Artificial intelligence is already pervasive. It’s embedded in iPhone’s Siri and Amazon’s Alexa, which are apps designed to answer questions. It powers the code that translates Facebook posts into multiple languages. It’s part of the algorithm that allows Amazon to suggest products to specific users. The AI that is enmeshed in current technology is task-based, or “weak AI.” It is code written to help humans do specific jobs, using a machine as an intermediary; it’s intelligent because it can improve how it performs tasks, collecting data on its interactions, writes Ellen Duffer in “Politics and Religion” website.
The sensationalizing of AI is not a product of weak AI. It is, instead, a fear of “strong AI,” or what AI could someday become: artificial intelligence that is not task-based, but rather replicates human intelligence in a machine.
This strong AI has not yet been achieved, but would, upon its arrival, require a rethinking of most qualities we associate with uniquely human life: consciousness, purpose, intelligence, the soul—in short, personhood. If a machine were to possess the ability to think like a human, or if a machine were able to make decisions autonomously, should it be considered a person, asks Duffer.
Religious communities have a significant stake in topics. Various faiths hold strong opinions regarding creation and the soul. What about issues like freedom, human dignity and uniqueness of human beings?
“The worst-case scenario is that we have two worlds: the technological world and the religious world.” So says Stephen Garner, author of an article on religion and technology, “Image Bearing Cyborgs?” Discouraging discourse between the two communities, he says, would prevent religion from contributing a necessary perspective to technological development—one that, if included, would augment human life and ultimately benefit religion. “If we created artificial intelligence and in doing so we somehow diminished personhood or community or our essential humanity in doing it, then I would say that’s a bad thing.” But, he says, if we can create artificial intelligence in such a way that it allows people to live life more fully, it could bring them closer to God.
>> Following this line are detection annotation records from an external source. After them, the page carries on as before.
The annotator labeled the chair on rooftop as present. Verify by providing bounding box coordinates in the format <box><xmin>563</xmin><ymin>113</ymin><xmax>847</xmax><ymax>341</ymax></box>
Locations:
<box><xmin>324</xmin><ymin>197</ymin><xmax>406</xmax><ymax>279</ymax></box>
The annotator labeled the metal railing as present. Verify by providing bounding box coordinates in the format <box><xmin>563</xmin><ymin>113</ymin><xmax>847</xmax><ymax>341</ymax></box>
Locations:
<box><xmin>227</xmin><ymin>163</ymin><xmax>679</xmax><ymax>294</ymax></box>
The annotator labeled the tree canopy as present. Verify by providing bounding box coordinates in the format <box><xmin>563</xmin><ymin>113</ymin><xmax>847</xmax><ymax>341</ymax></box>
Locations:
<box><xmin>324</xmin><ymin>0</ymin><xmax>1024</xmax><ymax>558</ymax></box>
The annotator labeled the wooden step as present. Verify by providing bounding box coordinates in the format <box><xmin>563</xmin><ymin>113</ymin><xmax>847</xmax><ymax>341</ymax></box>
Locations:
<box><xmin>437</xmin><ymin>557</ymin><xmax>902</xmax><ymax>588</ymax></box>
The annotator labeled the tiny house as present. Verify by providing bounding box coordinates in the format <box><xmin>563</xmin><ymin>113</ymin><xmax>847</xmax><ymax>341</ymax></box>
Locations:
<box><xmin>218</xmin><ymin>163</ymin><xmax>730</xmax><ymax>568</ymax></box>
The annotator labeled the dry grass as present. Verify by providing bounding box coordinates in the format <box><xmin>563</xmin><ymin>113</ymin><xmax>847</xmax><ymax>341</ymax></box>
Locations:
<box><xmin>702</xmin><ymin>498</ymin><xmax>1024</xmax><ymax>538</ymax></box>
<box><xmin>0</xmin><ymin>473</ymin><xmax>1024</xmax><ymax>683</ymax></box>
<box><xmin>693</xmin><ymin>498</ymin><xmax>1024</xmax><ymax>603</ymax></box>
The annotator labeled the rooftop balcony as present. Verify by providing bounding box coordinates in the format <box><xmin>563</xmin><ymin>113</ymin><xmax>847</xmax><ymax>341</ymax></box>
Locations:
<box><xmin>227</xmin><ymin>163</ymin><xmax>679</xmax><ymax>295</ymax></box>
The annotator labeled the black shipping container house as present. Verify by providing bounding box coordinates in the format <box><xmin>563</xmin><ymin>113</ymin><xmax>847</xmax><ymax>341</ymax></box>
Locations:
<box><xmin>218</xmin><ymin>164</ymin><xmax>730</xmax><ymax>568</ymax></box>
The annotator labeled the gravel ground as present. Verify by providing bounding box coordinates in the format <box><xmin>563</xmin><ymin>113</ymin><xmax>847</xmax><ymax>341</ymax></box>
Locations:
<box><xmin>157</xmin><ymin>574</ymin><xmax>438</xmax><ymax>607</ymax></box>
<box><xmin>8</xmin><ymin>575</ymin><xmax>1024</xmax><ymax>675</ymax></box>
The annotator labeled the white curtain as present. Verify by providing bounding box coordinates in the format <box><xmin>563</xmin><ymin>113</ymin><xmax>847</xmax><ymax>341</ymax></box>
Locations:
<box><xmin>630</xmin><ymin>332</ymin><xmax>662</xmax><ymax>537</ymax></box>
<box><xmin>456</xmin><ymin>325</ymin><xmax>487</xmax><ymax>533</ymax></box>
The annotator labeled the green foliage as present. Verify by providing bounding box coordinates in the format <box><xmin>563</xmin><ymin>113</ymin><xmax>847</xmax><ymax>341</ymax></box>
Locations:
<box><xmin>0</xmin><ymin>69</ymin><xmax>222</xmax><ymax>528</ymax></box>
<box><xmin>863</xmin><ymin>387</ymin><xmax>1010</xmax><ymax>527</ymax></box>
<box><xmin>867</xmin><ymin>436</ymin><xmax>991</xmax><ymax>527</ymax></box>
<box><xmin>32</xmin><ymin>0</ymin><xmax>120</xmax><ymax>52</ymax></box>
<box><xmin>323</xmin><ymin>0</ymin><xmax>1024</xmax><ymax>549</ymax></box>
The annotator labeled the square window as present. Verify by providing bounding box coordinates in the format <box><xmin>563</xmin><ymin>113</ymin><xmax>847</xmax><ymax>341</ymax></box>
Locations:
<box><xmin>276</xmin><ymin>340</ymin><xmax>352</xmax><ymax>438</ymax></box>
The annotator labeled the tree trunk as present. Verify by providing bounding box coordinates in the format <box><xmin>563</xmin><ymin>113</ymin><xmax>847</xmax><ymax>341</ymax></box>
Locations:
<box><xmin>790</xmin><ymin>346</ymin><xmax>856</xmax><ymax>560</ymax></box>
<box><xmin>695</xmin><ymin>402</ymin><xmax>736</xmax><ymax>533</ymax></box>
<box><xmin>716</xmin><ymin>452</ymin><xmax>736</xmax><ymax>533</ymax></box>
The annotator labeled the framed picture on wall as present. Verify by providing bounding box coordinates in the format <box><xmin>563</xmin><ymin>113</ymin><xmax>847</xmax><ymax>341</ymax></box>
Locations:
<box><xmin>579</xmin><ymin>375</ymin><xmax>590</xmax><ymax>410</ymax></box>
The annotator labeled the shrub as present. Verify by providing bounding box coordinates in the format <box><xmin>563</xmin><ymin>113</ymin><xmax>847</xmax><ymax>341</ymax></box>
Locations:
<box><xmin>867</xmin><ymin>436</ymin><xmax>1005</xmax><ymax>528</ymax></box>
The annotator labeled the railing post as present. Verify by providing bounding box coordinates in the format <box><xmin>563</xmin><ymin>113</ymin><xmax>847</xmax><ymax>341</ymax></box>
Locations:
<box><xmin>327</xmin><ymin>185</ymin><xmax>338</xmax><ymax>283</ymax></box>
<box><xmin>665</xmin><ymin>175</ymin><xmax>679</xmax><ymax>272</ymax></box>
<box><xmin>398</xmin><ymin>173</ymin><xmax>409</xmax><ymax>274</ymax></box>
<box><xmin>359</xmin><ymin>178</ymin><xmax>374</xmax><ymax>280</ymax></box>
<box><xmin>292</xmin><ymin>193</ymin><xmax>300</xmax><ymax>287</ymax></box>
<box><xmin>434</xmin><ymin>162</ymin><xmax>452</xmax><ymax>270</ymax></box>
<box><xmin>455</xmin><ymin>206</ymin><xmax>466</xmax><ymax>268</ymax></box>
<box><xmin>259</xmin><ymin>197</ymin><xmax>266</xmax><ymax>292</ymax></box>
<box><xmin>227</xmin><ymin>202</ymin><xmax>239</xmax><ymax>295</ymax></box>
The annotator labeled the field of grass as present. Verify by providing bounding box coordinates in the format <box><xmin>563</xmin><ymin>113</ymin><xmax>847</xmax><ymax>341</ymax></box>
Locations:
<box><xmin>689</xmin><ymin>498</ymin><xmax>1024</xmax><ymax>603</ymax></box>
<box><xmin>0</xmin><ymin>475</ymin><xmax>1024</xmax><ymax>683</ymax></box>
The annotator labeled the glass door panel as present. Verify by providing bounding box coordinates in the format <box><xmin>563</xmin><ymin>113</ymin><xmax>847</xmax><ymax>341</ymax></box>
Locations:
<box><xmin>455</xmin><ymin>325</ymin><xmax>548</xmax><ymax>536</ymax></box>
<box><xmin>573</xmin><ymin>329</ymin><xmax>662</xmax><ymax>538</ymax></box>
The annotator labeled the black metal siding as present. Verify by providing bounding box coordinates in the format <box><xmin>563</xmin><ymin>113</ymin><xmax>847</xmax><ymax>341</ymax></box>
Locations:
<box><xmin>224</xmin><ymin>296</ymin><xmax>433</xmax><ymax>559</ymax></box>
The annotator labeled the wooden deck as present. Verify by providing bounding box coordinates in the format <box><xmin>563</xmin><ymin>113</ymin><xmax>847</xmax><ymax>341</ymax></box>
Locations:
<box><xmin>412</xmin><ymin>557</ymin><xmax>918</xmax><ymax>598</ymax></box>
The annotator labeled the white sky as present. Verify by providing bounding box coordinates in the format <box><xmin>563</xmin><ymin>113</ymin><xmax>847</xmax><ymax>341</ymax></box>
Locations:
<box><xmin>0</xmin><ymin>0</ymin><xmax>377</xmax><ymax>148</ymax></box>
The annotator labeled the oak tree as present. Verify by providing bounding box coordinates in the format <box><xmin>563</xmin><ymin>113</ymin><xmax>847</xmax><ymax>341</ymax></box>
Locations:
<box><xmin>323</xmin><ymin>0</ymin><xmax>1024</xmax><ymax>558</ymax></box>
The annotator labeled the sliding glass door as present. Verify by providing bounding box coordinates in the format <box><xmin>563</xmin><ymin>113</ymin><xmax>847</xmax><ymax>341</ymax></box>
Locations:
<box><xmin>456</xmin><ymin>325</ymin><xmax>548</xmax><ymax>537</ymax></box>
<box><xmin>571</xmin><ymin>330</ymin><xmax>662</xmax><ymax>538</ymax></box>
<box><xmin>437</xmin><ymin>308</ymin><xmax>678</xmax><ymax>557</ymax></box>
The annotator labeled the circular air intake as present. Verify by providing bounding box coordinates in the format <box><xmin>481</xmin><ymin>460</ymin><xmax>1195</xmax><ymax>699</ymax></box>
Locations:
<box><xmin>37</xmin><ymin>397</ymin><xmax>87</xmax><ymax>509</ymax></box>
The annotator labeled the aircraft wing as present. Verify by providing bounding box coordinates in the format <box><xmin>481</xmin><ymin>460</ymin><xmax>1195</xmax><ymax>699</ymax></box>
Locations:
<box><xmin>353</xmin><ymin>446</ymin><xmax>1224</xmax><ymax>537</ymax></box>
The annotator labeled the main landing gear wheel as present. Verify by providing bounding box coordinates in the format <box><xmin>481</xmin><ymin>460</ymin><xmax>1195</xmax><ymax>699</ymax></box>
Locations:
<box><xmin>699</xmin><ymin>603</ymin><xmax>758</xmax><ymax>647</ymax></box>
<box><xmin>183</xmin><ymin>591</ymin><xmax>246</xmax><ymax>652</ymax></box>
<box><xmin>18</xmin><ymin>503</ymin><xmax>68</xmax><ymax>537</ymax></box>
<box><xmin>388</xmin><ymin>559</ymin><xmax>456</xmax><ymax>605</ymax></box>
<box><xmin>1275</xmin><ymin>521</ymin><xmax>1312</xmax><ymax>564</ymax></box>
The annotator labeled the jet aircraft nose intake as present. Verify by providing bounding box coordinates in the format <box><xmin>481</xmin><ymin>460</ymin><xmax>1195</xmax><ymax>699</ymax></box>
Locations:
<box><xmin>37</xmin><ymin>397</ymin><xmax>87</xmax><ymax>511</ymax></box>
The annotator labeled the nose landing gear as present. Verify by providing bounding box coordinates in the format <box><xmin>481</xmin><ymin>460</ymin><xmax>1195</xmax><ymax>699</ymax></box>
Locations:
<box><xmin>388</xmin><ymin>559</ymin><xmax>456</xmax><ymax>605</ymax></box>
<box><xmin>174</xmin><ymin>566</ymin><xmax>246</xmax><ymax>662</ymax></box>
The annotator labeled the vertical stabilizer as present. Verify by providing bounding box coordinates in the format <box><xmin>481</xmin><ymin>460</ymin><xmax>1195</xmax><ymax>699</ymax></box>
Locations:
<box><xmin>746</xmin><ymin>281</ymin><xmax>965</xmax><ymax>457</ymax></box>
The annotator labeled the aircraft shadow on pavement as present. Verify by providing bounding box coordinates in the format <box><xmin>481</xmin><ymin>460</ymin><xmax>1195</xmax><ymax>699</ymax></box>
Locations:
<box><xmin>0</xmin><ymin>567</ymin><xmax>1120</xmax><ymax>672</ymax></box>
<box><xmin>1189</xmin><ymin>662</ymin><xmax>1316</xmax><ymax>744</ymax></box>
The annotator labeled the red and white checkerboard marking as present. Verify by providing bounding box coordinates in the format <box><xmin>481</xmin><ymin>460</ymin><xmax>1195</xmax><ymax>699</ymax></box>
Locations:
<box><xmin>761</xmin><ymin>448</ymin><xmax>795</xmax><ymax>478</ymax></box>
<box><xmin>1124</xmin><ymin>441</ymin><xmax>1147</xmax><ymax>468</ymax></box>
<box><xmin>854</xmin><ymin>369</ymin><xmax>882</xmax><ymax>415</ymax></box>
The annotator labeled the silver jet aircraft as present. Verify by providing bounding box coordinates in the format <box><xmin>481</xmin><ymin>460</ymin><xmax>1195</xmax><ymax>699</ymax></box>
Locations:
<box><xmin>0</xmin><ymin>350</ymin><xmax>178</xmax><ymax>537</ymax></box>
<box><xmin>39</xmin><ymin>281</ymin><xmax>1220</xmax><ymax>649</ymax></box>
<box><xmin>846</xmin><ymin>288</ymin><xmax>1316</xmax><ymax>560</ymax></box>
Currently, artificial intelligence is simply a tool for improving human experience. It can help us build cars, diagnose illnesses, and make financial decisions. It is easy to imagine a world in which our technology slowly becomes more and more intelligent, more and more self-aware. Strong AI, by definition though, is human-like in intelligence and ability. Its development, he says, would force humans to reconsider how to appropriately interact with this technology. For example, what rights the machines should be afforded, for instance, if their intelligence affords them a designation beyond that of mere tools. McGrath says. “Do we risk enslaving a sentient, self-aware entity, or do we say, ‘We’re going to do whatever it takes to make sure that that doesn’t happen even by accident’?”
Religion, together with ethics, has to be an important dialogue partner in fashioning Strong AI.